Assurdi revival laicisti
Truccarsi da vittime e
schiaffeggiare meglio
Gianfranco Garancini
Sembra che da qualche settimana a questa parte tutte
le occasioni siano buone, da parte di taluni laicisti, per segnare
sdegnoso distacco quando non camuffata superiorità nei riguardi dei
cattolici; per ribadire altresì che, comunque, in questa repubblica
«laica» e (ohibò) «indipendente» qualsiasi cosa dica la Chiesa è
(ohibò) «intrusione negli affari interni dello Stato»; per far
sapere, ancora, ai cattolici che, se possono parlare e dir la loro, è
perché essi sono benevolmente tollerati, a patto che mantengano
l'espressione della loro fede nell'ambito privato e non s'azzardino a
dir nulla per quel che riguarda il «pubblico». E qual migliore
occasione - dopo un Giubileo che sta sempre più dimostrando non solo e
non tanto la sua «presa» popolare, ma anche e soprattutto che il
cattolicesimo ha ancora (ohibò) qualcosa da dire sugli uomini e sul
mondo - del 130° anniversario della presa di Porta Pia? Quale migliore
occasione per riaffermare di fronte al «moderatismo bigotto» - termine
che ci sembra tanto parente di quel «clericalume» contro il quale un
certo Benito rivolgeva i suoi fiammeggianti strali - che non si può
tollerare l'«inopportuna ingerenza della Chiesa negli affari interni
del Paese»? Oh, che confusione. Il cardinale Ruini, presidente della
Conferenza episcopale italiana, si è «permesso» di esprimere un suo
giudizio critico nei confronti dell'operato di un ministro della
Repubblica (anzi, come il «prestigioso commentatore» si picca di
precisare, dello Stato italiano); e perpetra altresì questo reato di
lesa maestà in vista del giorno celebrativo di quel tale anniversario:
l'occasione non può essere più ghiotta per ricordare al volgo «che
cosa si intende per separazione fra Chiesa e Stato». La confusione è
palese: il cardinal Ruini parla da italiano, da cittadino di questa
repubblica, i cui diritti non solo di espressione ma altresì di
libertà religiosa sono sanciti dalla Costituzione repubblicana, per
rendere possibile la quale non pochi cattolici hanno dato anche il loro
sangue; non parla certo come rappresentante di una «potenza» (ohibò)

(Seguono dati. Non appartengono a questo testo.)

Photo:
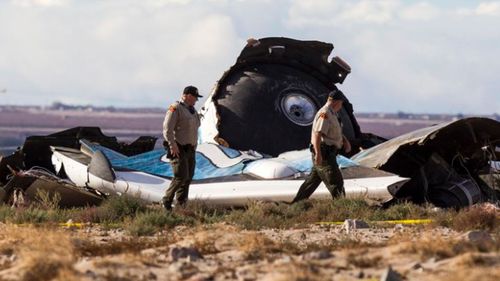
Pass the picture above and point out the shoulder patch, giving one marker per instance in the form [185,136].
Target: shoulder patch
[172,108]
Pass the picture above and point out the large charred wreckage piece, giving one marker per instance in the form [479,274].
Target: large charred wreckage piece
[255,129]
[448,163]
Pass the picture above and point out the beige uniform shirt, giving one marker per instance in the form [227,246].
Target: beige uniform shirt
[326,123]
[180,125]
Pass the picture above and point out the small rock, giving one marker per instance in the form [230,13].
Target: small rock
[350,225]
[478,237]
[149,252]
[318,255]
[390,275]
[191,254]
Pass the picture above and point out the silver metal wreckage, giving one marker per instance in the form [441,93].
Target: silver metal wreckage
[255,129]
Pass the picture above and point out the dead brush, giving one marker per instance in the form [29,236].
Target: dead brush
[47,200]
[42,253]
[361,260]
[476,217]
[295,271]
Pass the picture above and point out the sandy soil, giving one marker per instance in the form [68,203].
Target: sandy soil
[225,252]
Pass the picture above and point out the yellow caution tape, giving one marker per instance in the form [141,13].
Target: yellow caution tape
[409,221]
[73,224]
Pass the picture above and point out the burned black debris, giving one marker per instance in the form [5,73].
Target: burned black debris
[29,170]
[27,186]
[445,162]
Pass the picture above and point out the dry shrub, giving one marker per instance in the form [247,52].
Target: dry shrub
[47,200]
[91,248]
[214,239]
[256,245]
[439,247]
[43,253]
[223,237]
[362,260]
[294,271]
[472,274]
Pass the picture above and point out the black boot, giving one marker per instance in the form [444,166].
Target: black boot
[167,205]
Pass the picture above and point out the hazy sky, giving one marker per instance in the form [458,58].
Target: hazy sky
[414,56]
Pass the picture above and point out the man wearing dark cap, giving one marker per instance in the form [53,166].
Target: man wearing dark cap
[326,141]
[180,130]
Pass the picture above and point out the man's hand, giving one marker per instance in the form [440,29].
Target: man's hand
[318,159]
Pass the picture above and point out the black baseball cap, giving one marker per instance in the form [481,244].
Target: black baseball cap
[192,90]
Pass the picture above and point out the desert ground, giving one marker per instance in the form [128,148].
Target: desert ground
[265,241]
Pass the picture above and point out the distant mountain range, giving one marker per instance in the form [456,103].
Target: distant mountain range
[18,122]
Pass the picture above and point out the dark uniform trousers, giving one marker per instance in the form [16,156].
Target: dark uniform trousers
[183,169]
[328,172]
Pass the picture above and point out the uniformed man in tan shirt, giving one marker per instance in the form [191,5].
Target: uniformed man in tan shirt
[180,130]
[326,141]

straniera che si voglia ingerire negli affari, anzi nella «sovranità»
(ohibò) dello Stato. Fare in maniera così palese di tutt'erba un
fascio (absit iniria verbo) non crediamo che sia frutto di ignoranza,
né crediamo altresì che sia conseguenza di esagerazione polemica.
Abbiamo troppo rispetto per l'intelligenza degli italiani - e (ohibò)
altresì per l'intelligenza dell'«autorevole commentatore» - per
crederlo. Crediamo, invece, che la polemica innescata (pare) a freddo su
alcune (libere e pacate) dichiarazioni di dissenso di un cittadino
italiano, seppur autorevole e seppur cattolico, abbia altri significati
e altri obiettivi. Altri significati: i cattolici, nello Stato
risorgimentale e «laico», ricordino sempre di essere tollerati ,
fintanto che stanno al loro posto e compiono le loro pratiche senza
disturbare il manovratore; altri obiettivi: l'enclave vaticana non è
altro che un accidente della storia, frutto di un Trattato del Laterano
che fu soltanto opportunità politica a imporre di sopportare, ma di
questo staterello gli eredi dello «spirito» risorgimentale e «laico»
farebbero volentieri a meno. È giocoforza, per questi laici, in
ossequio al talvolta faticosamente applicabile principio della libertà
di espressione, tollerare che anche i cattolici dicano la loro; è
altesì giocoforza, dall'altra parte, che facciano buon viso all'ormai
consolidata esistenza nel consesso internazionale della Città del
Vaticano, come - seppur minuscolo - Stato sovrano. Non vorremmo, però,
rinunciare, da una parte, alle nostre prerogative, ai nostri diritti (e
altresì ai nostri doveri) di cittadini italiani a tutto tondo; né
vorremmo, dall'altra parte, che qualcuno pensasse - parliamo in modo
figurato - di potere riaprire (centotrent'anni dopo!) una nuova
questione romana, anzi una farsa della prima, tentando - dopo la breccia
di Porta Pia - una «breccia di Sant'Anna», che - come si sa - è uno
dei varchi che immettono nel minuscolo Stato Vaticano d'oggi. Si
rievocherebbe la storia per intimorire gli interlocutori d'oggi. C'è
una leggerezza concettuale e lessicale in giro e nelle tv - sì, anche
nelle tv e nei Tg di Stato - che fa impressione. Una spavalderia
tracotante che fa strame di qualsiasi galateo civile. Un vittimismo
così recitato e eccentrico da mostrare a occhio nudo le cordicelle.
Questi signori fingono di doversi lamentare ma solo per assestare
impuniti i loro ceffoni. Forse credono che i cittadini siano scemi.